Lilesa, the 2016 Olympic marathon silver medallist, took a convincing nine-second victory at this race one year ago, while Kosgei, a 38-year-old road racing veteran, produced an even bigger victory, beating compatriot Veronica Wanjiru by 26 seconds.
But Kosgei faces a stiff challenge this year, going up against Ethiopian Netsanet Gudeta, the reigning world half marathon champion.
Guteda, 27, stormed to a 1:06:11 women’s-only race half marathon world record in Valencia on 24 March. After a fourth place finish at the TCS World 10km in Bengaluru, India, on 27 May, where she clocked 31:53, Guteda returned to the half marathon distance at the Olomouc Half Marathon, where she dominated from the outset to collect a 1:07:30 victory in the Czech city. That sort of form indicates that the course record of 1:10:39, set by Susan Chepkemei in 2004, could be under threat. The unknown variable however, is how Gudeta will handle the 2600m altitude of the Colombian capital.
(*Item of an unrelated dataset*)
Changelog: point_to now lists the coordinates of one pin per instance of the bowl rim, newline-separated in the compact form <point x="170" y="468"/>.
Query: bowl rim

Besides the troublesome altitude, she'll have to contend with Roza Dereja, another breakout performer this year who's made waves over both the half marathon and marathon distances. The 21-year-old began the new year with a bang, taking top honours at the Dubai Marathon on 26 January in 2:19:17, a lifetime best by more than three minutes and still the second fastest performance of the year. She followed up on 8 April with a solid 1:07:00 run at the Istanbul Half Marathon.
Another fast Ethiopian in the field is Degitu Azimeraw, who notched a 1:06:47 personal best in Ras Al Khaimah in February.
Others to watch in the women's race include Visiline Jepkesho of Kenya, who brings 1:08:12 credentials to the line.
Meanwhile, Lilesa, 28, has put in three high profile performances this year, but is still trying to recapture the form that propelled him to his 59:22 and 2:04:52 lifetime bests back in 2012. He's performed well though recently, clocking 1:00:20 at the Houston Half Marathon in January, finishing third, and 2:07:30 at the Tokyo Marathon in late February where he was sixth.
The field includes Kenyan Dickson Chumba, this year's Tokyo Marathon winner in 2:05:30, whose 1:00:39 personal best dates back to 2014. Alphonce Felix Simbu is another strong marathoner in the field, whose CV includes 2017 World Championships bronze over the distance and a fifth place showing at the 2016 Olympic Games.
Betesfa Getahun makes his eagerly anticipated follow-up to his World Half Marathon Championships appearances. The 19-year-old finished a solid sixth in Valencia in March, clocking 1:00:54. That was his second national team appearance. His first came in the U20 race at the World Cross Country Championships in Kampala last year, where he finished fourth.
Mogos Shumay of Eritrea also may surprise. The 21-year-old finished second at the always competitive Stramilano in March, clocking a 1:00:40 personal best. A month later he won the Padova Marathon in 2:12:23.
The men's course record is 1:02:20, set by Kenyan Geoffrey Mutai in 2011.